Manipulation Under Jaczko Stopped Work on Yucca, Official Says
Senior managers under Gregory Jaczko, chairman of the U.S. Nuclear Regulatory Commission, manipulated information to halt work on a nuclear waste dump at Nevada’s Yucca Mountain, an agency technical official said.
“Some senior managers contributed to the manipulation of the budget process and information to apparently make sure that the Yucca Mountain project would be left unfunded even if the license application was still before the NRC,” Aby Mohseni, acting director for licensing and inspections at the regulatory agency’s high-level waste repository safety division, said in remarks prepared for a congressional hearing today.
NRC officials are scheduled to testify before a House Energy and Commerce subcommittee on the license application for Yucca Mountain, which President Barack Obama’s administration has sought to withdraw.

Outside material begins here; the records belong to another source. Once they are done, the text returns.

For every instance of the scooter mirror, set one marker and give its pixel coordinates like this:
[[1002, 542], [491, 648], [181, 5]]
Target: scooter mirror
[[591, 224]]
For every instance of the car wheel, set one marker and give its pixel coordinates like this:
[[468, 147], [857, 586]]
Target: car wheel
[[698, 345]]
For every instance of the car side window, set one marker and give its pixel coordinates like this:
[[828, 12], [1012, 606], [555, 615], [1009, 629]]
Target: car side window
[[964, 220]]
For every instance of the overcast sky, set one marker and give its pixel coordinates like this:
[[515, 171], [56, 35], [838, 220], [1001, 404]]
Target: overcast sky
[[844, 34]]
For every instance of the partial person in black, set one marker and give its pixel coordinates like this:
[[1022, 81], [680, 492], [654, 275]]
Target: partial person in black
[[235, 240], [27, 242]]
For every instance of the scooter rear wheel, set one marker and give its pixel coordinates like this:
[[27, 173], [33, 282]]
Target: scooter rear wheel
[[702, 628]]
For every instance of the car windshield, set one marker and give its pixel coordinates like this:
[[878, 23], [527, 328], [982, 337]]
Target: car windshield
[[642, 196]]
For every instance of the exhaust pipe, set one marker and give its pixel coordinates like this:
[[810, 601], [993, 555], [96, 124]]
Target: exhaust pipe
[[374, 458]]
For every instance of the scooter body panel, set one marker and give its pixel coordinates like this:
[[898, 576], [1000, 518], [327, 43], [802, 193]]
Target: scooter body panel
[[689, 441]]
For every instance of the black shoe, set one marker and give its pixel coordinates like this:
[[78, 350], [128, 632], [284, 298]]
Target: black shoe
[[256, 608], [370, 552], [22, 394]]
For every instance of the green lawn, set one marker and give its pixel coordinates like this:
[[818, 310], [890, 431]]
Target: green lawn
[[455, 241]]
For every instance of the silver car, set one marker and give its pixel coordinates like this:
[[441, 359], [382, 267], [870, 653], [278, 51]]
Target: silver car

The administration also terminated its requested funding for the facility, located about 100 miles (161 kilometers) from Las Vegas.
A report this month by the agency’s inspector general said Jaczko selectively provided information to colleagues in order to keep plans for the waste repository from advancing.
Republicans, who want to revive plans for the facility, have accused Jaczko of blocking Yucca for political reasons, which he has denied. Jaczko, who was appointed by Obama, is a former adviser to Senate Majority Leader Harry Reid, a Nevada Democrat and a longtime opponent of the project.
“We were unprepared for the political pressures and manipulation of our scientific and licensing processes that would come with the appointment of Chairman Jaczko in 2009,” Mohseni said.
The NRC inspector general’s report didn’t say that Jaczko broke any laws in winding down the project.